THERE were so many significant periods in and after this remarkable game, one that nobody who was in the Stade de France will forget for a long time, that it is hard to know which were the most significant.
Perhaps it was the 103 seconds of continuous rugby with which the All Blacks began, setting an agenda for a furiously fast and physical contest that ended in France’s secondheaviest defeat at home.
Or perhaps it was the minutes at the end when the New Zealand players greeted their victory as if they had won the World Cup. They fell into one another’s arms before moving around the field to acknowledge their supporters in a way that past All Black teams, containing taciturn, modest men, would have eschewed.
But there was no mistaking the intensity, skill and expertise with which New Zealand dissected Europe’s form team, one that had been thought capable, with England, of tilting the balance from the southern to the northern hemisphere.

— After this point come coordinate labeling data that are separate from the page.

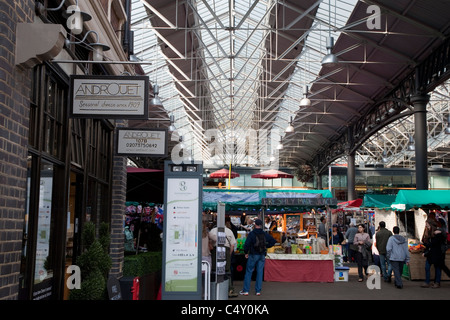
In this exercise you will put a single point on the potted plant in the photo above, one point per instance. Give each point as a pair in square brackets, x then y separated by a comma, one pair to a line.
[94, 263]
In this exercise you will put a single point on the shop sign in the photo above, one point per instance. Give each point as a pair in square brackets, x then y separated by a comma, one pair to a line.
[182, 212]
[142, 142]
[182, 234]
[123, 97]
[313, 202]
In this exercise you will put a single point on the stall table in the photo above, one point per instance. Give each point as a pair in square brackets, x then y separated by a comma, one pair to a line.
[299, 267]
[417, 267]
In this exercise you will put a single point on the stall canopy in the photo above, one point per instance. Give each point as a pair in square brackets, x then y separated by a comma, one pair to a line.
[350, 204]
[378, 201]
[224, 173]
[252, 199]
[272, 174]
[436, 199]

The All Blacks delivered a stunning performance of total rugby in one of those games that could, in time, be seen as being notable in the development of an exceptional team. On this evidence, New Zealand are already the best team in the world, as Fabien Pelous, the France captain, suggested.

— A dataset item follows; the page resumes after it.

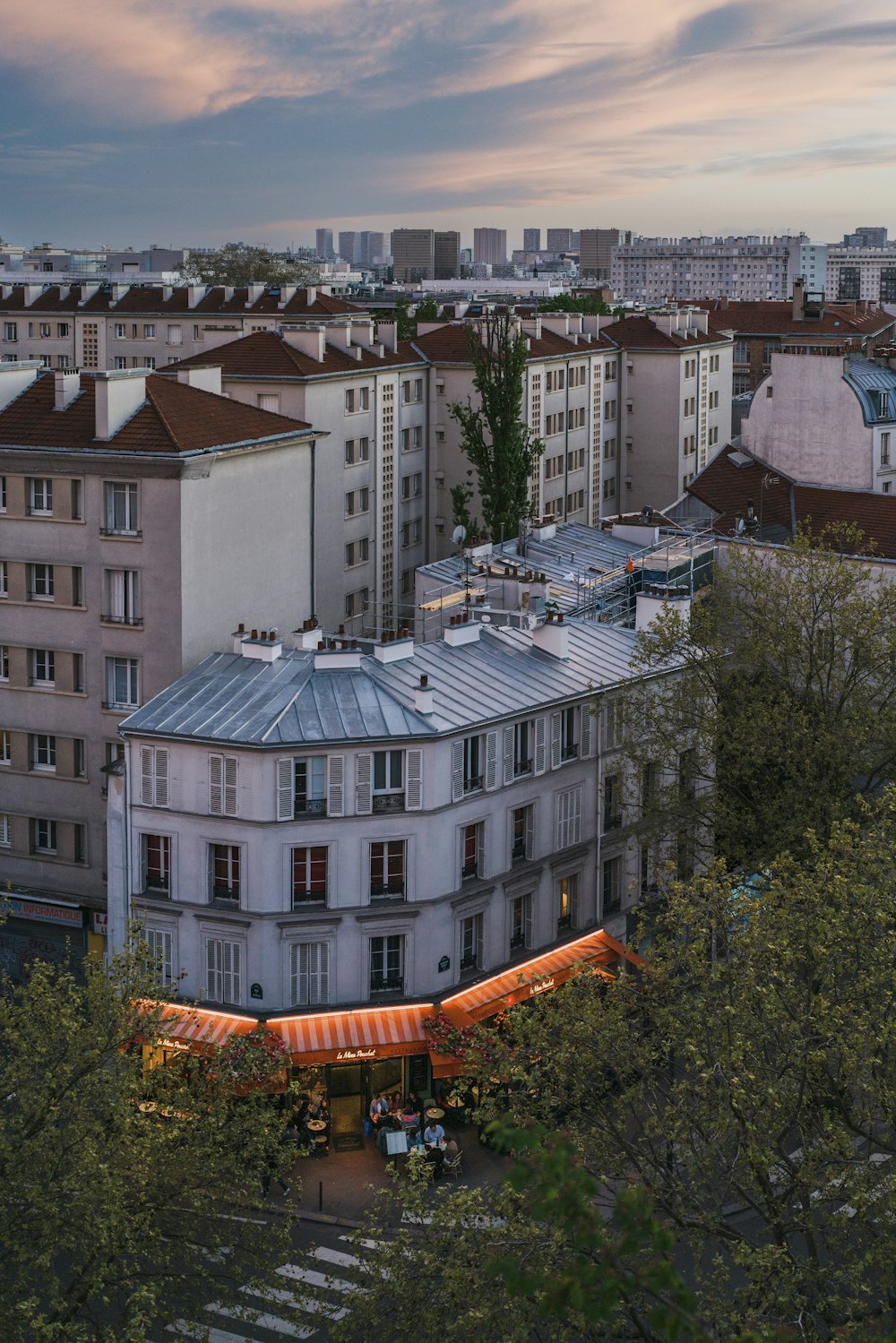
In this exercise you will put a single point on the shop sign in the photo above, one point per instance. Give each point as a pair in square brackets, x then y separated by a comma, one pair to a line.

They made France look ordinary; slow to the breakdown, weak in contact, feeble in the tackle and lacking in fight. Yet France were none of these things. They were simply comprehensively outplayed in a way impossible to imagine two weeks ago after their 27-12 victory over Australia. The much-vaunted pack was roughly handled, the celebrated back row rendered almost invisible. The experiment of playing Frédéric Michalak at scrum half, forced by a series of injuries, was a failure. “We have 2½ years in which to work things out before the World Cup,†Olivier Magne said. Had he said twice as long it might not be enough.